1. Premessa: il problema dei “falsi dirigenti”
Una recente sentenza (n. 37 del 17 marzo 2015) della Corte costituzionale ha comportato la decadenza di circa 700 funzionari dell’Agenzia delle entrate, che erano stati “elevati” al ruolo di dirigenti pur senza aver partecipato a un normale concorso.
Questi soggetti da anni svolgevano le funzioni dirigenziali (come “reggenti”), firmando gli avvisi di accertamento e gli altri atti impositivi sulla base di deleghe del direttore dell’Ufficio che venivano illegittimamente reiterate nel tempo in modo continuativo, in contrasto con la natura necessariamente temporanea dell’istituto della reggenza.
Alla luce della sentenza della Corte costituzionale si pone il problema della legittimità degli atti firmati negli anni dai “falsi dirigenti” dichiarati decaduti.
Sull’argomento hanno immediatamente preso posizione il direttore dell’Agenzia delle entrate Rossella Orlandi e il Ministro dell’Economia Padoa Schioppa, i quali hanno dichiarato che, a loro avviso “gli atti sono validi, non si facciano spendere soldi inutili ai cittadini per i ricorsi”
Tuttavia vanno susseguendosi in Italia diverse sentenze delle Commissioni tributarie che ritengono nulli gli atti firmai dai “falsi dirigenti”. In questo senso si sono ad oggi pronunciate, tra le altre, le Commissioni tributarie provinciali di Campobasso, Lecce, Reggio Emilia, e Milano.
La situazione, secondo alcune recenti indiscrezioni, è talmente grave da aver incrinato il rapporto di fiducia tra Renzi e la Orlani, direttore dell’Agenzia delle entrate
2. La sentenza della CTP di Trapani
Anche i contribuenti siciliani possono ben sperare.
La Commissione tributaria provinciale di Trapani, presidente Roberto Angelo De Simone, relatore Antonino Arangio, giudice Pier Luigi Tomaiuoli, accogliendo il ricorso di un’imprenditrice di Trapani, assistita dal prof.
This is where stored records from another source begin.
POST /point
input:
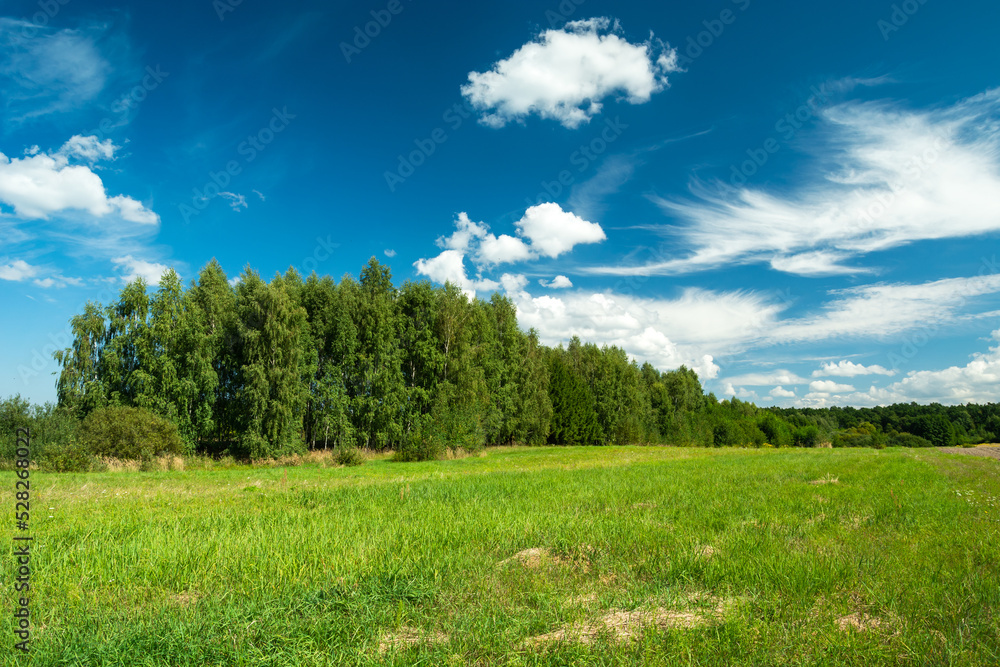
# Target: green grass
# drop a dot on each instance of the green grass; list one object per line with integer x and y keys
{"x": 316, "y": 566}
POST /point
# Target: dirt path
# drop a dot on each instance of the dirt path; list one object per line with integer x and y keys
{"x": 992, "y": 451}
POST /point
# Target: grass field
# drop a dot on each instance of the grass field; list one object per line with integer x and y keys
{"x": 547, "y": 556}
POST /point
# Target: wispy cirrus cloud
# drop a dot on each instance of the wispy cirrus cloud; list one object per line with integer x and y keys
{"x": 892, "y": 176}
{"x": 55, "y": 71}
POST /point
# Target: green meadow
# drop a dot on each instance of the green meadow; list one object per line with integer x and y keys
{"x": 523, "y": 556}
Alessandro Dagnino, avvocato tributarista di Palermo, ha annullato due avvisi di accertamento in materia di IRPEF, IRAP e IVA, per gli anni 2008 e 2009, del valore di complessivi 65.000 euro circa, affermando che “l’avviso di accertamento è nullo … se non reca la sottoscrizione del capo dell’Ufficio o di altro impiegato della carriera direttiva da lui delegato (cfr. Corte cost. n. 37/2015)”.
“Se la sottoscrizione non è quella del titolare dell’Ufficio incombe all’Ufficio dimostrare, in caso di contestazione come nella specie, il corretto esercizio del potere sostitutivo da parte del sottoscrittore e la presenza della delega del titolare dell’ufficio”.
“Nella specie, gli impugnati avvisi risultano essere sottoscritti … per delega del direttore dal capo team accertamenti senza, però, l’indicazione di alcunché. Come da produzione in atti, l’Ufficio, poi, ha versato una semplice fotocopia di una generica delega senza provare, indicandola, se il direttore ed il tale capo team appartenevano o meno, alla data della sottoscrizione dell’atto, alla qualifica direttiva”.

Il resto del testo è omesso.